鬼面仏心

2017年9月10日号

15年ほど前のこと。お彼岸のお経に

 15年ほど前のこと。お彼岸のお経に伺ったお宅でお婆ちゃんがおはぎを出してくれた。お皿にはハンバーグのような大きなおはぎが2つ。私は躊躇った。ご飯でもお餅でもないあの食感が苦手だったのだ。しかしせっかくの手作り…勇気を出して箸を持ち、お茶で流し込むようにして一気に頂いた。それを見たお婆ちゃん「そんなにお好きなら♪」と、なんとお代わりを持ってきてくれた。もちろん2つ。再びお茶の力を借りて、合計4個のおはぎをどうにか完食したのだった▼これがきっかけとなり、徐々におはぎが食べられるようになった私。いつしかお婆ちゃんのおはぎの大ファンになり、毎年お彼岸に伺うのを楽しみにしていた▼だが今年、そんな打ち明け話もできないまま、お婆ちゃんは霊山浄土へ旅立ってしまった。実は大きな病気を抱えていたお婆ちゃん。その細い体で長い時間台所に立つのも難儀だったと思う。お彼岸には「おかげさまで今年も作ることができましたよ。
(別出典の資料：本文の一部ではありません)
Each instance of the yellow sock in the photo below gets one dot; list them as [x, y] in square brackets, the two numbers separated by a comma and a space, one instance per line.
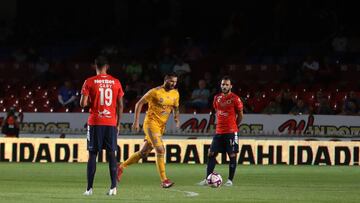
[160, 164]
[132, 159]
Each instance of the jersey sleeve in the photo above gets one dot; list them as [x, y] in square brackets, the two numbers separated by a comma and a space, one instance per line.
[238, 103]
[120, 91]
[150, 95]
[214, 103]
[177, 99]
[85, 88]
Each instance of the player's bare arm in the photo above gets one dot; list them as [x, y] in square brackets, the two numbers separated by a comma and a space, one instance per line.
[177, 116]
[84, 100]
[138, 107]
[239, 116]
[119, 111]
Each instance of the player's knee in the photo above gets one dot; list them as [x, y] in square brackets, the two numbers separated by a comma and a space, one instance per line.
[160, 150]
[144, 154]
[211, 154]
[232, 155]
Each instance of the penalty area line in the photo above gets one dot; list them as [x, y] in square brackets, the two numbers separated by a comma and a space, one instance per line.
[187, 193]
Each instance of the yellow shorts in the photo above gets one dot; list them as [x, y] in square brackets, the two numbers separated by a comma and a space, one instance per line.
[153, 133]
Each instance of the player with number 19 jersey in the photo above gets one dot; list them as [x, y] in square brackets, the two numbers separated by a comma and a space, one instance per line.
[103, 91]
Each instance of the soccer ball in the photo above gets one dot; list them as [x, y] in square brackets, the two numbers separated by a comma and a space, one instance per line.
[214, 180]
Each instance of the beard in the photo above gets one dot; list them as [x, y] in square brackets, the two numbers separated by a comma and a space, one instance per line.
[168, 86]
[225, 91]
」仏様へ感謝の気持ちを込めておはぎをお供えしていたにちがいない▼お婆ちゃんの初盆に伺った住職がお土産を抱えて帰ってきた。包みを開けると大きなおはぎがずらり。お婆ちゃんの味とその心は、しっかりと娘さんに受け継がれていた。「この七日のうちに一善の小行を修せば、必ず仏果菩提を得べし」。次のお彼岸もまたあの優しい味に会えるかもしれない。(蛙)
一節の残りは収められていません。